Ana içeriğe atla
Tik-Tak
Sayılar
üstüme üstüme geliyor. Tik tak sesi beynimin içinde yankılanıyor. Beynim akıl
almaz uçurumlara sürükleniyor. En büyük düşmanımız zaman mı dersiniz? Zira
benim öyle. Zaman ne çabuk akıp giderse sevdiğimiz şeyleri de yanında
götürüyor. Zaman ne bu dünyada kalıcı ne başka bir diyarda. Endişeleniyorum. İçimde
yoğun bir tik tak sesi hakim. Acaba penceremi açıp avazım çıktığı kadar bağırsam,
bu tik tak sesleri yerini kuş cıvıltılarına bırakır mı? Odam adeta alevler
içindeymişte, can çekişiyormuşum gibi hissediyorum. Zamanı durdurmaya
çalışıyorum. Ama nafile. Zamanı kim durdurabilmiş ki? Zamanla kavgam sürüyor.

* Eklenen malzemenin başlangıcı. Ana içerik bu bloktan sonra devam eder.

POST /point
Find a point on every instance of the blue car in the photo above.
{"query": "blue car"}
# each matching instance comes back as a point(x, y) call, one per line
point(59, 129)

Bunlar benim duymak isteyebileceğim türden sesler değil, akrep ile yelkovan tiz çığlıklarıyla beynimin içini kemiriyor. Zaman daralıyor. Zaman
kendini durduramıyor. Birde "Zaman her şeyin ilacı" derler. Zaman
kendi yaralarını tedavi edemezken, kendine çıkış yolu bulamazken bize mi ilaç
olacak? Hiç sanmıyorum. Belki de saati mi kırıp uyumalıyım. Uyusam da geçmiyor
gitmiyor beynimden tik tak sesleri. Ne ben seslere bir anlam verebiliyorum ne sesler neden zamana bu kadar düşman olduğumu anlayabiliyor. Birbirimizi anlayamıyoruz. Ne zaman, ne de insan olarak.